Right now our customers are directed to pay using Credit Card or Paypal on Paypals site, and redirected back after.
We'd like to keep customer on our site for credit card payments to increase completion rate.
How can we accept credit card payment directly within our site ?
1) Is Website Payments Pro (or alternative) easy to integrate with? 2) Does it allow recurring subscription as well? 3) Can you remember credit card and then able to auto-bill people as part of a "top up" function?
Appreciate any advice..
Here's my list of bookmarks from earlier discussions on the subject on HN:
http://news.ycombinator.com/item?id=1392842
http://news.ycombinator.com/item?id=33322
http://news.ycombinator.com/item?id=526517
http://news.ycombinator.com/item?id=1206993
http://news.ycombinator.com/item?id=12010
http://news.ycombinator.com/item?id=175186
http://news.ycombinator.com/item?id=294120
http://news.ycombinator.com/item?id=598920
http://news.ycombinator.com/item?id=530055
http://news.ycombinator.com/item?id=1065419
http://news.ycombinator.com/item?id=975301
http://news.ycombinator.com/item?id=616417
http://news.ycombinator.com/item?id=526517
http://news.ycombinator.com/item?id=1381918
http://news.ycombinator.com/item?id=432284
http://news.ycombinator.com/item?id=526517
http://news.ycombinator.com/item?id=948036
http://news.ycombinator.com/item?id=1515677
http://blog.meatinthesky.com/introduction-to-online-payments...
EDIT: If you are based in the US, you have a lot of options to choose from. I'm in the UK, for which I find it slightly more difficult to find information.
The company is based in HK, so have to filer out the non US company options..
Cheers
Advice: First, read revorad's list. I basically found as many HN posts as I could on the topic. They didn't help me come to a decision at all, but they gave me some background information on the topic. They weren't helpful for making a decision because for the most part it seems like a lot of people just said "I did X and I'm happy with the solution".
There seems to be a lot of pricing misinformation on the topic. The threads contain a good deal of "Braintree is the best and works with customers" AND "Braintree is expensive and hard to work with".
My experience: I went with Authorize.net.
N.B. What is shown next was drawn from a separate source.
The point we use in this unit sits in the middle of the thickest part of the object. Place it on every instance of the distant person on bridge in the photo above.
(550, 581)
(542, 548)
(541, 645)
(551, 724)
It was easy to set up my account and I had my account in 4 hours after an online application process. I found shopping for the best pricing difficult because I really don't have a good handle on how much (if any) business I'll be doing and the pricing structure's seem to lack transparency. I got really close to spending 2 days researching and I'd rather just take the easy solution now and work on the app.
I think its easy to get mired in "finding the ideal solution" especially at this juncture, but its more important to find a good enough solution that lets you move on.
This site offers both for 198 GBP which is a bargin.
The next thing is you NEVER store the card details on your sever, instead your (merchant account) payment gateway provider will issue you a tokenID or sometimes you tell them the token ID that is used for recurring billing etc. and that way you only have to verify the card details once, typically a charge of £1 or something small then you get the token id store that in your DB and use it for all transactions, that way you never store card numbers and all is posted only once across ssl.
Depending upon the features you have on your site you may find it difficult to get a merchant account and payment gateway provider to accept you.
For example if you have any live chat features or webcams that would raise a flag and place you into a very high risk and potentially impossible place to get an account.
for more advice contact http://www.merchant-advise.co.uk/
best steve
And it's great because customers don't leave your site. You can withdraw the money from your PayPal account to your bank account anytime for free, so long that the amount is > $150. Otherwise they charge a small amount (can't remember, $5 maybe?). PayPal's fees are much better than many merchant account providers I've found. We pay $30/month for the account and then 2.9% + $0.25 for each transaction (so for a $100 transaction PayPal takes $3.15).
Plus they allow you to export your entire transaction history to CSV so you can load it into your own accounting system.
Strongly recommend PayPal to anyone who (A) can program and (B) wants to keep customers on their site.
As for PCI compliance and all that, why would you ever want to open up that bag of hurt and store people's credit cards? Let PayPal do what it's good at and stick to what you're good at.
Storing credit card numbers - some countries have regulations around online transactions. Simply not storing the numbers (or only the last 4 digits, for auditing) was fine for us (Australia FYI). I think the alternative was a number of encryption schemes. We also had to do an expensive audit of our network/website security (because of our revenue? I can't remember).
International customers/cards - take this with a grain of salt (we were mostly targeting domestic users), but I believe this depended on your gateway and bank. I suspect it's because of the difficulty of identifying fraudulent transactions - it's much simpler if the pool is a single country.